CYGNSS mission satellite

The U-M-led CYGNSS mission celebrates its fifth anniversary

What began as a two-year mission to measure hurricane winds has expanded far beyond its original scope.


The eight-satellite constellation is celebrating five years on orbit!
NASA CYGNSS mission principal investigator Prof. Chris Ruf looks at what the mission has accomplished, and where it’s going in a new blog post at NASA’s Earth Observatory blog.

Chris Ruf
Chris Ruf, Frederick Bartman Collegiate Professor of Climate and Space Science and CYGNSS mission principal investigator

“Five Years and Counting – Happy Birthday to the CYGNSS Octuplets!

“The CYGNSS constellation of 8 SmallSats was launched into low Earth orbit five years ago, on December 15, 2016. It began as a two-year mission to study how well GPS signals reflected from the ocean surface can help us measure the winds in hurricanes and improve our ability to forecast them. Well, we’ve done that, but it turns out those reflected signals can tell us a lot more.

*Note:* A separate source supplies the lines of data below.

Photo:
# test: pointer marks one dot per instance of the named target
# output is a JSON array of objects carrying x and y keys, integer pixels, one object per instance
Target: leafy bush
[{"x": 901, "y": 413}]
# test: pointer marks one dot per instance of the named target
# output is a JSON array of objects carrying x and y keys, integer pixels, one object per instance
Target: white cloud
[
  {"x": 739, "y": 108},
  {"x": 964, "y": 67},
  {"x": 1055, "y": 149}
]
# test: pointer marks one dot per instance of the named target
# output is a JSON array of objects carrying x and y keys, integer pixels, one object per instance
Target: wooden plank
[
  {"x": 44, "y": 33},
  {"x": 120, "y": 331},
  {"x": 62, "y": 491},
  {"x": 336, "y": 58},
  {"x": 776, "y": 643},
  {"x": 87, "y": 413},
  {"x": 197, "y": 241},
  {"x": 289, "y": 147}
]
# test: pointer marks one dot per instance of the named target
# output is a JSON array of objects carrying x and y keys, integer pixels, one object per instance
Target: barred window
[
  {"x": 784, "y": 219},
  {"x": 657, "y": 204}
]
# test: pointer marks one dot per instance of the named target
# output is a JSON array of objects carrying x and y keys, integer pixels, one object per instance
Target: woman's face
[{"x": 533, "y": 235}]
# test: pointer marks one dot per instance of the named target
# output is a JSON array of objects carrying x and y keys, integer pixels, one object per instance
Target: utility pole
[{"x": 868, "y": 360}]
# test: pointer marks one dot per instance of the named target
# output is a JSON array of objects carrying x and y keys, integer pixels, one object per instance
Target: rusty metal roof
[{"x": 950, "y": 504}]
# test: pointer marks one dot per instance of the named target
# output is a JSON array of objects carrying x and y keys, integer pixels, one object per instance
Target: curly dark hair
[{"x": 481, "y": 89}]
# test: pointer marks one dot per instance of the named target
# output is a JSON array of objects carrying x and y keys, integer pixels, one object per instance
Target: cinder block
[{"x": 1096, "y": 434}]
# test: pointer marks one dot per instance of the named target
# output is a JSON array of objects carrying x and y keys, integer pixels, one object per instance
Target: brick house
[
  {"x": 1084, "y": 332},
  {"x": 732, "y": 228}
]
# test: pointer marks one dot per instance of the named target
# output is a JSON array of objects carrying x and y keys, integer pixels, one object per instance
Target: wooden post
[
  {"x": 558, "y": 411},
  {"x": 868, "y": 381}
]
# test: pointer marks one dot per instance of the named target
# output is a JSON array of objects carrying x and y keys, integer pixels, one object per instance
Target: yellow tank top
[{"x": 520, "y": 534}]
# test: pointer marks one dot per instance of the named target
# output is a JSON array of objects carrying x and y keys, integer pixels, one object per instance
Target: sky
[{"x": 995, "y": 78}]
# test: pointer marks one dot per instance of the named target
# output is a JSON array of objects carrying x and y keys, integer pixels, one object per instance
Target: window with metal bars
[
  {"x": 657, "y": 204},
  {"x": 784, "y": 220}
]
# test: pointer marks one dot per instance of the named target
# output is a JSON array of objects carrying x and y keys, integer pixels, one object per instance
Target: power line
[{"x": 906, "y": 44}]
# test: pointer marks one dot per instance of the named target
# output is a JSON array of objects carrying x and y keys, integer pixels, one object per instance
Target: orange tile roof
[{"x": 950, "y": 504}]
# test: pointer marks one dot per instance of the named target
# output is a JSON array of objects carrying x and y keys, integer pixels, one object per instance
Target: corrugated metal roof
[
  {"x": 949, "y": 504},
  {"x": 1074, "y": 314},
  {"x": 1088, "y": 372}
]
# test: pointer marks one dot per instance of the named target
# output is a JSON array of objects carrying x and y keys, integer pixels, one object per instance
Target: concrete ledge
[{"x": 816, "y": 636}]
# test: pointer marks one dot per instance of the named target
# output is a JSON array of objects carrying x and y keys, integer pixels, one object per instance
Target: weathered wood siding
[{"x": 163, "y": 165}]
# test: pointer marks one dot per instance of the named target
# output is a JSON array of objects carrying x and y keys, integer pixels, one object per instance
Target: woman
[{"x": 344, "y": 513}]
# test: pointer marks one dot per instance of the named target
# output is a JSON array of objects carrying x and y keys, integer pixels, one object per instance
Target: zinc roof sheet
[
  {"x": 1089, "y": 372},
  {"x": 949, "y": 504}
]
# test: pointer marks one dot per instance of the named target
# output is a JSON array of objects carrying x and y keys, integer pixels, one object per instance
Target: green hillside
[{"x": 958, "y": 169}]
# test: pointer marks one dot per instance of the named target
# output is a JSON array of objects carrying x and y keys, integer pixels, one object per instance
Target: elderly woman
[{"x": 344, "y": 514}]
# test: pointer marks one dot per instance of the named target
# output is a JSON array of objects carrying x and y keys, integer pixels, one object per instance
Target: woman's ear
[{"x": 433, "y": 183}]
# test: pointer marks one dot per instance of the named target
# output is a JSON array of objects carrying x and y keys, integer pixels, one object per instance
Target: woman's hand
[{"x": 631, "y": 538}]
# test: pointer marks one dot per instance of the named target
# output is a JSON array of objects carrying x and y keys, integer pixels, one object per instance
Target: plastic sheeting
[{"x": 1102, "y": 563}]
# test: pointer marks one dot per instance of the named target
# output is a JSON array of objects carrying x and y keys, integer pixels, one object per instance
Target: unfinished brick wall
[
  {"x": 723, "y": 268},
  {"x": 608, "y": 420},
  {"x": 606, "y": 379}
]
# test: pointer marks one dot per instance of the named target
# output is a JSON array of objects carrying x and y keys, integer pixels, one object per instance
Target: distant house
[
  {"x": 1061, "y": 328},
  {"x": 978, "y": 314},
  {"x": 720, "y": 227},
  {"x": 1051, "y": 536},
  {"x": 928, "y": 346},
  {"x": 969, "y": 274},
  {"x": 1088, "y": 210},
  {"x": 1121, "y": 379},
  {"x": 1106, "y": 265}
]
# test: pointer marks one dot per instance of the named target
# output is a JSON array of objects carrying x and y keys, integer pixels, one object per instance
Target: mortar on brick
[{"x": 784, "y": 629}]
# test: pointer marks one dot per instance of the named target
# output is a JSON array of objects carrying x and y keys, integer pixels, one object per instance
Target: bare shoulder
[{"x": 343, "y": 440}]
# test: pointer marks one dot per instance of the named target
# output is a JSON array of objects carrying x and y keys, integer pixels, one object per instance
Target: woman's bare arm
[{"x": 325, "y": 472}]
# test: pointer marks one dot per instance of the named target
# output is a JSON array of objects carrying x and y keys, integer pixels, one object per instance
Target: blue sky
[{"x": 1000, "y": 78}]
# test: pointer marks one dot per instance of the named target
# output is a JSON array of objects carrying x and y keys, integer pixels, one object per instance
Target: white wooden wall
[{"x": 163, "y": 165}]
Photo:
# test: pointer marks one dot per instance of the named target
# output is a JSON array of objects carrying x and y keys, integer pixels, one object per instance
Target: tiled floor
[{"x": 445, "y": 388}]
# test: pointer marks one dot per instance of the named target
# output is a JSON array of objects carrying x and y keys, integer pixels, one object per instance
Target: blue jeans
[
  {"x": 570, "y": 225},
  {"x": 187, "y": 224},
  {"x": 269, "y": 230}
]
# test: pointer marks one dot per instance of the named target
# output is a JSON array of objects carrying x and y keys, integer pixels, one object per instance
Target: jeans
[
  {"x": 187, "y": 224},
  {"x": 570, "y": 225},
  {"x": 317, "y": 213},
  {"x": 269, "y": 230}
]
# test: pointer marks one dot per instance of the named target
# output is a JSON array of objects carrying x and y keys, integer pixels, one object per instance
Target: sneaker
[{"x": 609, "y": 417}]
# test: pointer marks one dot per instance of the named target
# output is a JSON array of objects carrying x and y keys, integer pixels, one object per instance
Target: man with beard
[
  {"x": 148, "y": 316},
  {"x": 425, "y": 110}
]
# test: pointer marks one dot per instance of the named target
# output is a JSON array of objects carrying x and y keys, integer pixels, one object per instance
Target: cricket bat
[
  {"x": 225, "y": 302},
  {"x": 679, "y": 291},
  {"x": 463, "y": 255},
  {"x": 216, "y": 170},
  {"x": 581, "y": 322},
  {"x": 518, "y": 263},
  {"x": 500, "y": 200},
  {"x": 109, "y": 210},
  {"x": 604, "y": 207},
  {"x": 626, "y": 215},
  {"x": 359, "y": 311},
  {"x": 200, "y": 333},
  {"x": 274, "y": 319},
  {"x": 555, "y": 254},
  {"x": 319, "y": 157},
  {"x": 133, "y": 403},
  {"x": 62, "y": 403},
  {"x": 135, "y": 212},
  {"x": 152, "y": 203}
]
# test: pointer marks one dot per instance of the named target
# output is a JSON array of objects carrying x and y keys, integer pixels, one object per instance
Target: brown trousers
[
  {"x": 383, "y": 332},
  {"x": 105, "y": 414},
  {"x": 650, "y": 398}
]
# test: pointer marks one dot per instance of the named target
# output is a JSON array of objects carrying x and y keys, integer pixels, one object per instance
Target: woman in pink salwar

One of the key reasons we’ve been able to learn about all the other applications is the extra time we’ve had on orbit, to make more measurements, study their sensitivity to other environmental parameters, construct new data products, and develop scientific uses for them.

For that, I am sincerely grateful to the team of technicians, engineers and managers at the Southwest Research Institute and the Space Physics Research Lab who designed, built, tested and now operate the spacecraft, and to our partners at Surrey Satellite Technology Ltd. who designed and built the GPS receivers that take our science measurements. They were given a schedule, a budget and a two-year requirement for on-orbit operations. We got to orbit on time and under budget and here we are, five years later, still making high quality observations with each GPS receiver on every spacecraft at 100% duty cycle. I am also very grateful to NASA for the support they have provided and for their willingness to expand the scope of CYGNSS science as we discover new, exciting and impactful things we can do with our mission.